Anyone who knows me and has entertained a film geek dialogue about 3D with me over the last 18 months will have heard me getting hugely frustrated at the way directors have been using this oddly retro-future technology. The idea that I want to have things thrown at my head when I go to see a film fills me with a kind of questioning concern for exactly what kind of human understanding I share with these directors (not to mention the idea that having things thrown at my head is in any way “more immersive”, given it normally makes me check that I am in fact safe, sitting in a cinema, and not in fact experiencing a story first hand). This is before I get on to the way directors seem to think that giving me the full range of depth of field available to their grubby mits is going to please me. Personally I’ve been a huge admirer of the fairly basic directorial technique of guiding audience attention using focus ever since I first experienced a movie, because it feels so natural and so similar to the way I experience the world when using my own eyes. When given a 3D image in which every plane is in focus, so I can let my eye wander from foreground to background without any real concern that I might find any of it a little blurry, I find myself checking out details that are in no way pivotal to the story and missing important bits. I feel like I’m watching bad theatre where the set designers deserve as much credit as the writer or director, and end up getting a bit bored.

But this was before I saw Avatar. The most impressive thing about the film is the level of understanding it shows for how people experience stories, emotionally and visually.

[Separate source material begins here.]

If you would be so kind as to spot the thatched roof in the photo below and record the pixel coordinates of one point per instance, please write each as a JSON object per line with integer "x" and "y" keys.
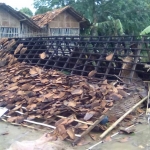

This is all the more impressive given everyone else, even directors I have admired for years, has been getting it so un-utterably wrong.

3A7811D4 1034 4BB3 8F19 CA1B53A794B0 3D comes of age...

Cameron doing some 3D with some cheap camera he found

Cameron essentially uses the 3D tool he spent so long researching (and oftentimes developing technology for himself) so subtly. Once the film has been running for a couple of minutes you practically forget its in 3D. He shoots with limited depth of field in the same way filmmakers always have. He tones the effect down when he needs you to be noticing characters and performance more, and only opens it up to its full extent in scenes where he really can get away with it without knocking you out of the “world” he’s created.

It IS more immersive. Its hard to say how this additional perception of depth would affect a drama film for example (and Cameron himself seems keen to experiment and find out). And ultimately the effect is negligible in comparison to factors such as story, performance, shooting style etc. This really isn’t a way to rescue cinema, merely a way to make good cinema that bit more visceral to prompt viewers to bother making the trip outside their house to watch films.

To top my awe at his achievements off, I noticed his name in the credits as camera operator, and was searching yesterday for more info on this when I found an article outlining his approach to much of what I’ve mentioned above. Why other filmmakers have ignore his hugely rational and clear headed assessment of a technology that has kind of been pinned to his flagpole, I don’t really know, but I hope more will start taking notice now the film is out for all to see.